10.3.10

A little Norman church



This is the tale of two churches, the first, pictured here: the little church of Colne St Dennis, on a cold spring afternoon. It is Norman in origin, though probably built on the site of an earlier Saxon church.
It is hard to believe that this wonky little building has managed to stay upright for hundreds of years; the original central Norman tower, built 850 years ago, was topped in the 1400's by a castellated belfry - that's the little square bit on top, with the flagpole on.
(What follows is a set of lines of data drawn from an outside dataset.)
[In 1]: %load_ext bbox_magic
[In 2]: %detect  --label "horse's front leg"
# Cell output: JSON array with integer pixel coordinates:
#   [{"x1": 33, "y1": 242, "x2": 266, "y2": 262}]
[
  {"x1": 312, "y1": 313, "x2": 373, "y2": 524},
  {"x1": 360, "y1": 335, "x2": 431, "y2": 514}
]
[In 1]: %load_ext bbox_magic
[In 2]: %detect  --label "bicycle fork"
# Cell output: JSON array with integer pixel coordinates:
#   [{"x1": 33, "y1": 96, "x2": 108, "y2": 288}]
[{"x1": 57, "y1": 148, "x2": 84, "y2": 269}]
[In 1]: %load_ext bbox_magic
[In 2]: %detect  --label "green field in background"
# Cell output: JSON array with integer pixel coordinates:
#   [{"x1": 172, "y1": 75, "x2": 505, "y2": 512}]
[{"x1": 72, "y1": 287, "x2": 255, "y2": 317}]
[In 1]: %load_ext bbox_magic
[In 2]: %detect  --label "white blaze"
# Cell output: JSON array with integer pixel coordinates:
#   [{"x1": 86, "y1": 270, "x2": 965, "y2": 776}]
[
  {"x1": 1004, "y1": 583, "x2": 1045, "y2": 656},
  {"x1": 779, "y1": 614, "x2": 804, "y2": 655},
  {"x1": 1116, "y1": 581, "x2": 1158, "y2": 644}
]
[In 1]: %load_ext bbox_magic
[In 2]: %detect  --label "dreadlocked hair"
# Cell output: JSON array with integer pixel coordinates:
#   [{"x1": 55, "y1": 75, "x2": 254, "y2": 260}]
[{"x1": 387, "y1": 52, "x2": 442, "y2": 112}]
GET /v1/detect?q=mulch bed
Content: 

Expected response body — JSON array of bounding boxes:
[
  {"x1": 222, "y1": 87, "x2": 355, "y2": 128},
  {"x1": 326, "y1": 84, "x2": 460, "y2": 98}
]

If you look closely you can see the older, more crumbling stone of the original tower underneath, and the walls bowing beneath the extra weight - yet it was propped up with a buttress or two and despite the sagging stones, it still stands.


This little porch is also a later addition from the 1600's.


We enter.


Inside, the older Norman entrance, with its patterned archway.


Despite its age, this church is still in regular use - oasis's and spare pots waiting for the next flower arranger.


The first recorded rector of this parish is the grandly named 'Henry de la More', 1272, several decades after the Battle of Hastings, ending with the more down-to-earth present day 'George Mitchell'.


The little human touches which remind us that this is still a much loved place - a worshipper's supply of mints awaiting them, in what must be their regular spot.


Looking down the aisle - the atmosphere saturated with the unmistakeable smell of English churches - damp stone mingled old, cold polished wood.


The pulpit, with a little heater to take the edge off the bitter cold winter mornings.


Leaving the church, and passing the usual poignant reminder of the great sacrifice made by countless tiny villages all over our country - often a whole generation of young men wiped out. We never, ever forget to stop and think of them. Listed here is a 'C.H.L Bubb', the same surname as the serving rector at the time (Lewis Bythesea Bubb) and probably his son. The Day family lost three members.


We carry on down the lane, stopping to look back.


Andy discovers an old clay pipe, hidden in the wall. A long time ago, someone stood here to have a smoke and look at this very scene, pretty much the same then as it is now. There are still hard, black charred remains in the barrel. Maybe they were related to one of the men listed in the roll of honour we had just read.


We walk across to nearby Coln St Rogers, to investigate the Saxon church, seen here nestling in the landscape, the tale of which continues here...

15 comments:

ADonald466 said...

Fabulous photos - I love your eye for detail! And an interesting story about the losses in the war. There is a place near here called Sorrowless Fields - supposedly because they were the only family not to lose men at the Battle of Flodden.

rossichka said...

Dear Gretel, I just want to tell you that your recent posts are extremely interesting - they took me to new, different worlds! I'm very busy with my work, but I'll comment them sooner or later! Have a nice day!!

carletta said...

Hi Gretel-What magic to find the pipe! That is one of the things I love about England: every corner seems to hold a little magic piece of the past....I LOVE you art and your felt figures are truly art, not craft...
Carletta

Southern Lady said...

Love the pictures, especially the one with the mints on the pew.
Carla

Soozcat said...

It's a little odd and more than a little amazing to behold a structure that is older than the history of one's entire nation. (And still in use, yet!)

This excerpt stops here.